モロッコ代表選手はどう対応するのか?
3週間にわたる集中的なトレーニングを経て、ポルトガル人指揮官ジョゼ・モウリーニョは、レアル・マドリードで実践したいと考えるプレースタイルを徐々に定着させつつある。多彩な攻撃オプションをもたらす4-2-3-1の戦術布陣を採用しているが、同時にそれは各試合でスターティングメンバーを選ぶ際に、彼を真のジレンマに直面させることにもなる。
スペイン紙「ムンド・デポルティボ」によれば、スペースを生み出しフォワードへ決定的なパスを供給する役割を担うアタッキングサードは、13年前の退団を経てサンティアゴ・ベルナベウに復帰した「スペシャル・ワン」の前に、前例のないほど豊富な選択肢をもたらしているという。
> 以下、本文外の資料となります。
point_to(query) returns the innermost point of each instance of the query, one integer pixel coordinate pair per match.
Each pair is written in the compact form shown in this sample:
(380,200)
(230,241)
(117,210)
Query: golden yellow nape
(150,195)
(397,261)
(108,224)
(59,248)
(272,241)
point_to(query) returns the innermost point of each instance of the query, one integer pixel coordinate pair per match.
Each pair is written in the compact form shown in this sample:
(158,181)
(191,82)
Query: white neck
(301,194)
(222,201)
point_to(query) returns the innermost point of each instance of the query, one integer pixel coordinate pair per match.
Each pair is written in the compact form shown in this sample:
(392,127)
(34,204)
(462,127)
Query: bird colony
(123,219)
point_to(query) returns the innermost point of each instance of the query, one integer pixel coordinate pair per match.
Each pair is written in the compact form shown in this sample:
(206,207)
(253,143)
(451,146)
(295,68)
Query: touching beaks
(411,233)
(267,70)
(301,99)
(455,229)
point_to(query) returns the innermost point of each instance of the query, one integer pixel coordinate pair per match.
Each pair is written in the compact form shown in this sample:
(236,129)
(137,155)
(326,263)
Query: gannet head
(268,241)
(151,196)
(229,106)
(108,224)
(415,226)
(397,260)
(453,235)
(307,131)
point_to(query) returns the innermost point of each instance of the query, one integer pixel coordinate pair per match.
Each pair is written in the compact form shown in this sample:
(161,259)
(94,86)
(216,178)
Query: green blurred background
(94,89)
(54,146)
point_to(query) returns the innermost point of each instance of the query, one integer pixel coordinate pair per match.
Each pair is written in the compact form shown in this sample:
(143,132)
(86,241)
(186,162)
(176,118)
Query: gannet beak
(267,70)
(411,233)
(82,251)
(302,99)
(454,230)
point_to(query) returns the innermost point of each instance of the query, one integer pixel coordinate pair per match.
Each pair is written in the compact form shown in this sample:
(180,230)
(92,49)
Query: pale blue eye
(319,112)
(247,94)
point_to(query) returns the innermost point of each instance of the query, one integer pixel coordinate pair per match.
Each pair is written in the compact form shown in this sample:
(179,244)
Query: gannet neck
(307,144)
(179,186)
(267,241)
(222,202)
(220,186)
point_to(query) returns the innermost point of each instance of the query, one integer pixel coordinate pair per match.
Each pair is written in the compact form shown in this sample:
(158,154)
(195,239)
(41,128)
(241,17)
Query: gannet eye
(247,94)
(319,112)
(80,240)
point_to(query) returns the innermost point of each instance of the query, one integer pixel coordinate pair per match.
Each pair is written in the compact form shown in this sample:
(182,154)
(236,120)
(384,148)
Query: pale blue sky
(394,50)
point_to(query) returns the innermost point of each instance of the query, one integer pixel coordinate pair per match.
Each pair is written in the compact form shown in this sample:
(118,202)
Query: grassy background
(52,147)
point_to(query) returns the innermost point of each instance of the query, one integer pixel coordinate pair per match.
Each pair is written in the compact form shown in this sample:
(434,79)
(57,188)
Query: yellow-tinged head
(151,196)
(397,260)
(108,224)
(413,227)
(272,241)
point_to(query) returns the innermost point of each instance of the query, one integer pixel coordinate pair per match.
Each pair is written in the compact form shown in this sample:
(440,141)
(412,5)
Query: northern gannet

プレーメーカーの役割を主軸として担う候補者の筆頭に立つのが、イングランド代表のジュード・ベリンガムだ。とりわけ先の(前回の)ワールドカップで代表とともに見せた傑出したパフォーマンスの後だけに、モウリーニョのスターティングメンバーにおける彼のポジションはほぼ確実なものとなっている。
しかし、このイングランド代表のスターにとって、競争は容易なものではない。今夏の目玉補強のひとつであるポルトガル代表のベルナルド・シウバがそのポジションを争っているためだ。彼はモウリーニョ自身の特別な要望に基づいて加入した選手であり、そのことがポルトガル人指揮官の計算のなかで彼に特別な優位性を与えている。
この2人の世界的スターの存在感が、モウリーニョの前にある他の選択肢を圧倒している。その筆頭がトルコ代表のアルダ・ギュレルで、レアル・マドリードでの役割は依然として断続的であり、自らを証明する十分な機会を得られていない。加えて、イタリアのミランへのレンタルを経てクラブに復帰したモロッコ代表のブラヒム・ディアスもいる。
ブラヒムは近年、1シーズンで30試合以上に出場してきたものの、今のところ主力選手としての地位を確立するには至っておらず、そのためベリンガムとベルナルド・シウバの2人を相手にこのポジションを争う機会は限られている。
新シーズンの過密なスケジュールがモウリーニョに選手をローテーションさせる多くの機会を与えるとはいえ、高い戦術的要求とタイトルをめぐる熾烈な競争は、とりわけ重要な試合において、このポルトガル人指揮官に難しい選択を迫ることになる。